Минувшее страшно тем, что выдернуло уже свой скользкий конец из твоих предательски слабеющих рук. Отошедшее назад, отжившее своё время, ужасает отсутствием возможности изменить его, повлиять хотя бы на то, что некогда сладилось скверно или свершилось, – в дурной ли час, либо как-то не так.
– Могучая, властная и величественная стена прошлого, сделанная на совесть, хотя из камня, хоть из песка, – порука тому, что всё не зря, не напрасно.
– Слабое утешение. С прошлым, как не тщись, не порвать. Вьёт оно из нас верёвки, коими после тянет долу, всё ниже, пока уж и вовсе… Бедные мы люди, бедные.

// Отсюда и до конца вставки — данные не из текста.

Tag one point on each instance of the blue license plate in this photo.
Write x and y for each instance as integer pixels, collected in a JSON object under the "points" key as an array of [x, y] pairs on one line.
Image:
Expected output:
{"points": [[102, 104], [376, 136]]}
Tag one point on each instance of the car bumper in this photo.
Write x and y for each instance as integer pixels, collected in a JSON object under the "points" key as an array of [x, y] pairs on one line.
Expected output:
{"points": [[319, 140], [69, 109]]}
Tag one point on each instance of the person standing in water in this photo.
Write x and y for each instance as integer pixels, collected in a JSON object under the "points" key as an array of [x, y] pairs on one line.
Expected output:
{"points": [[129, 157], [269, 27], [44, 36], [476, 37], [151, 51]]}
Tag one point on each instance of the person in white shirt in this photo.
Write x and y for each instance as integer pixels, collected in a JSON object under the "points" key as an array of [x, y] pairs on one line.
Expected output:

– Плач гусей издалёка, над лесом, хоровое рыдание их, то ли вой по ушедшим, то ли выстраданная радость по новой весне?..
– А это уж – кому как.
– Что ж ты так-то?… Неужто всё, и не было ничего хорошего!?
– Было. Было! От того-то и страшно, что было, да прошло.
Спешат ходики дождя под окном, спе-шат… Запыхались, не в силах отдышаться, дают жару запечься в груди, да остаться там навеки тем камнем, что мешает вдохнуть глубоко и свободно радостью о существовании в этом мире, сосуществования с ним.
Мгновения, перебивая друг друга, наступая самим себе на босые, зябкие ступни, греют их, и тянут книзу короткие белые юбки, не желая мизиниться3 ни перед кем. Задравши подбородок повыше из упрямства или стеснения, бьют они в барабаны подоконников, и, прислушиваясь к их строю, завсегда можно понять, коль скоро дождь лишиться мочи творить свою правоту, навязывая её без церемоний и спросу, а так только, – по собственному своему разумению.
Непременно утомившись ходить, часы дождя однажды встают. Не сразу, но выдержав приличную паузу, повисает каплями тишина. Тугой же на ухо лес всё ни как не может угомониться, и продолжает отбивать чечётку мокрыми ногами по упругому мату листвы, часто прошитой хвоей, пугая сторожких синиц, нарочито отважных белок с их неизменными соседями – дятлами, кои, уронив с носа пенсне, выкатывают глаза и недовольно постукивают указкой по столу.